George Osodi frames aesthetic, alluring and often shocking images that challenge viewers to consider real and troubling issues from very human perspectives. Focusing on gold mining in Ghana and the extraction of oil in the Niger Delta, Osodi has reached an international audience, raising awareness of the harsh conditions that workers and the environment have to endure.
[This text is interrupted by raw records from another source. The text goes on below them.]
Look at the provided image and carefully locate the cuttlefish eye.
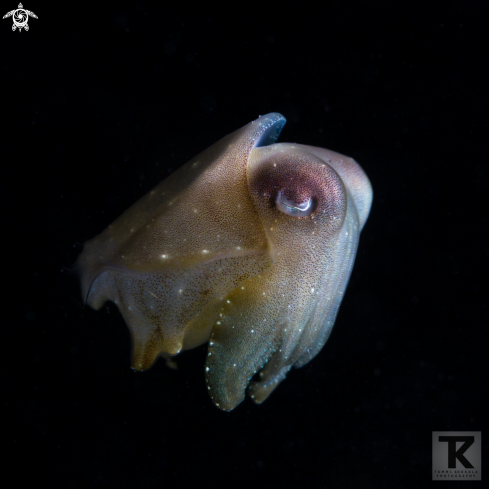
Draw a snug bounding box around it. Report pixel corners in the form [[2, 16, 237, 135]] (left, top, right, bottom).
[[275, 190, 317, 217]]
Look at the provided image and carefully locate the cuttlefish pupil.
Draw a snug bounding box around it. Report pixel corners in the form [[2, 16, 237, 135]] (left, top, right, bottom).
[[276, 191, 315, 216]]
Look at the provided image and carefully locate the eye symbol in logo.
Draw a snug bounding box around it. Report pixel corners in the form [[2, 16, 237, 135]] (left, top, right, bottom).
[[3, 3, 38, 32]]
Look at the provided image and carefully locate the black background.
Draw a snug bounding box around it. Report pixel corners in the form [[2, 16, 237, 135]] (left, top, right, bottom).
[[0, 0, 489, 488]]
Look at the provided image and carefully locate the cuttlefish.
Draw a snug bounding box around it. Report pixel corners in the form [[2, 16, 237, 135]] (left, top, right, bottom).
[[77, 113, 372, 411]]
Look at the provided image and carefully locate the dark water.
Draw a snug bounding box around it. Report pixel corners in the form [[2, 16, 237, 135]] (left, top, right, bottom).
[[0, 1, 489, 488]]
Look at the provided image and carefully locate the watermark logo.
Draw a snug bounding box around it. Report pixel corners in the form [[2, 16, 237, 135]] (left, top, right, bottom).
[[3, 3, 37, 32], [432, 431, 481, 481]]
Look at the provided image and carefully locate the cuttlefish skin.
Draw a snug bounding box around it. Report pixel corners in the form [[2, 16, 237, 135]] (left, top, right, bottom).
[[77, 113, 372, 411]]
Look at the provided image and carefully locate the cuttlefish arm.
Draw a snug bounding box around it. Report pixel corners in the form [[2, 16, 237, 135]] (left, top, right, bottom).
[[206, 144, 372, 410]]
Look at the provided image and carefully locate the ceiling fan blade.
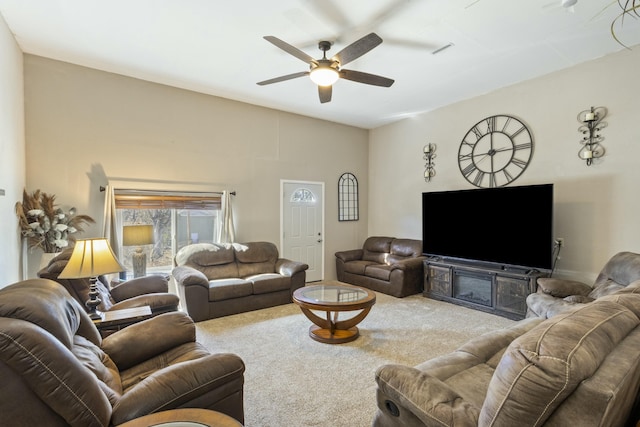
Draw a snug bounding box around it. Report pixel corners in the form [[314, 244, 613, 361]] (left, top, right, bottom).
[[331, 33, 382, 67], [340, 70, 395, 87], [256, 71, 309, 86], [318, 86, 333, 104], [263, 36, 317, 64]]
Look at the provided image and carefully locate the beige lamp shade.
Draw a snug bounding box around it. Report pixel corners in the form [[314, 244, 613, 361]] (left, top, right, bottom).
[[122, 225, 153, 246], [58, 238, 126, 279]]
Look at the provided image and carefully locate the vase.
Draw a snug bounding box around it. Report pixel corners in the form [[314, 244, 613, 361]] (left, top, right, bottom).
[[38, 252, 60, 270]]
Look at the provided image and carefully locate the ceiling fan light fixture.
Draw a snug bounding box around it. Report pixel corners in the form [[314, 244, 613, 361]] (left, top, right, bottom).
[[309, 65, 340, 86]]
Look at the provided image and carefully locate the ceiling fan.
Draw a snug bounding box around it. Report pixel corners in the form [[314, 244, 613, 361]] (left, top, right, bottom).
[[258, 33, 394, 103]]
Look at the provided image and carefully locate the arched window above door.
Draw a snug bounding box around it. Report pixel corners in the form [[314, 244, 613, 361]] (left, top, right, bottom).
[[338, 172, 359, 221]]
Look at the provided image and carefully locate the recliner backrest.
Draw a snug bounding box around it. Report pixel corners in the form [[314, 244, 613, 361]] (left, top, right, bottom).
[[589, 251, 640, 299], [0, 279, 115, 426], [479, 295, 640, 425]]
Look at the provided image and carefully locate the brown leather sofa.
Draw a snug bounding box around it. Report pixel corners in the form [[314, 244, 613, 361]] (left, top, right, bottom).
[[526, 252, 640, 318], [373, 281, 640, 427], [38, 248, 180, 315], [172, 242, 309, 322], [335, 236, 426, 298], [0, 279, 245, 427]]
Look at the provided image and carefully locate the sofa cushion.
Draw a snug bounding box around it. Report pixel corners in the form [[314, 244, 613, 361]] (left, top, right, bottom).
[[186, 244, 235, 268], [364, 264, 392, 282], [362, 236, 393, 264], [246, 273, 291, 294], [344, 260, 378, 276], [209, 278, 253, 301], [480, 301, 640, 425], [71, 335, 122, 395], [589, 280, 624, 299], [236, 242, 278, 277], [389, 239, 422, 259]]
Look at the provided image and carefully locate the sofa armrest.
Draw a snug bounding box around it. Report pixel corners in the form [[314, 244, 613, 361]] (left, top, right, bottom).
[[537, 277, 593, 298], [102, 311, 196, 371], [171, 265, 209, 288], [276, 258, 309, 276], [376, 365, 480, 427], [111, 353, 245, 425], [110, 293, 180, 313], [336, 249, 364, 262], [109, 275, 169, 302]]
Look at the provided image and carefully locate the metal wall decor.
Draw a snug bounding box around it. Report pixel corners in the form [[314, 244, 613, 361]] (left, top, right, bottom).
[[578, 107, 607, 166], [422, 143, 436, 182], [458, 114, 533, 188], [338, 172, 359, 221]]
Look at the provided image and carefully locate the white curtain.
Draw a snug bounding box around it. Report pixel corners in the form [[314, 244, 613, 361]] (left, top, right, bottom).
[[102, 185, 120, 258], [216, 191, 236, 243]]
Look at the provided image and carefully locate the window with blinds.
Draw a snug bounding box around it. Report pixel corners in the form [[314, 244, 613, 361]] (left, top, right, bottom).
[[114, 189, 222, 274]]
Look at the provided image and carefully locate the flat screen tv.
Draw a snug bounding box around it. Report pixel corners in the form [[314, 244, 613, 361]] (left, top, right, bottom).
[[422, 184, 553, 270]]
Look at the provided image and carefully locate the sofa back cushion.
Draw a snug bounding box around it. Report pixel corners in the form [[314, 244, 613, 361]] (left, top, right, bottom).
[[479, 301, 640, 426], [593, 252, 640, 296], [176, 243, 238, 280], [387, 239, 422, 264], [362, 236, 393, 264], [236, 242, 279, 278], [0, 279, 102, 349]]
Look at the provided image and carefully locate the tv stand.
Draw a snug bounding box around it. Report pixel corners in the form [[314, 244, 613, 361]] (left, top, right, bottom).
[[423, 257, 549, 320]]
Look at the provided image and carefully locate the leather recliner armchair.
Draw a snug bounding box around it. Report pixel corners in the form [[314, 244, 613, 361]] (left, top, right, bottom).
[[0, 279, 245, 427], [38, 248, 180, 315], [527, 252, 640, 318]]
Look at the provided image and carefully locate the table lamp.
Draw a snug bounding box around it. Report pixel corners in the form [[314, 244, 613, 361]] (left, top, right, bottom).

For example, George Osodi's de Money series no. 1 is part of a 2009 body of work which chronicles Galamsey youth who illegally mine the soil of Obuasi, Ghana. Despite the dangers to their health from mercury exposure and damage to the environment from land degradation and water pollution, these jobless young adults and their families continue to search for gold, or “The Money,” as a means of survival amidst poverty and hardship.
Description:
Large format Fuji crystal archival photographic print of a gold mining site in Ghana. The image is close-cropped to eliminate the skyline, focusing instead on approximately twelve men as they stand precariously on a steep earthen slope sifting for gold. The colors are vibrant golds and earth tones with bright white highlights.
Exhibition History:
Earth Matters: Land as Material and Metaphor in the Arts of Africa, National Museum of African Art, Smithsonian Institution, Washington, D.C., April 22, 2013-February 23, 2014; Fowler Museum at UCLA, University of California, Los Angeles, April 19-September 14, 2014; Bowdoin College Museum of Art, October 15, 2015-March 9, 2016
Published References:
Milbourne, Karen E. 2013. Earth Matters: Land as Material and Metaphor in the Arts of Africa. New York: The Monacelli Press; Washington, D.C.: National Museum of African Art, Smithsonian Institution, p. 133, no. 107.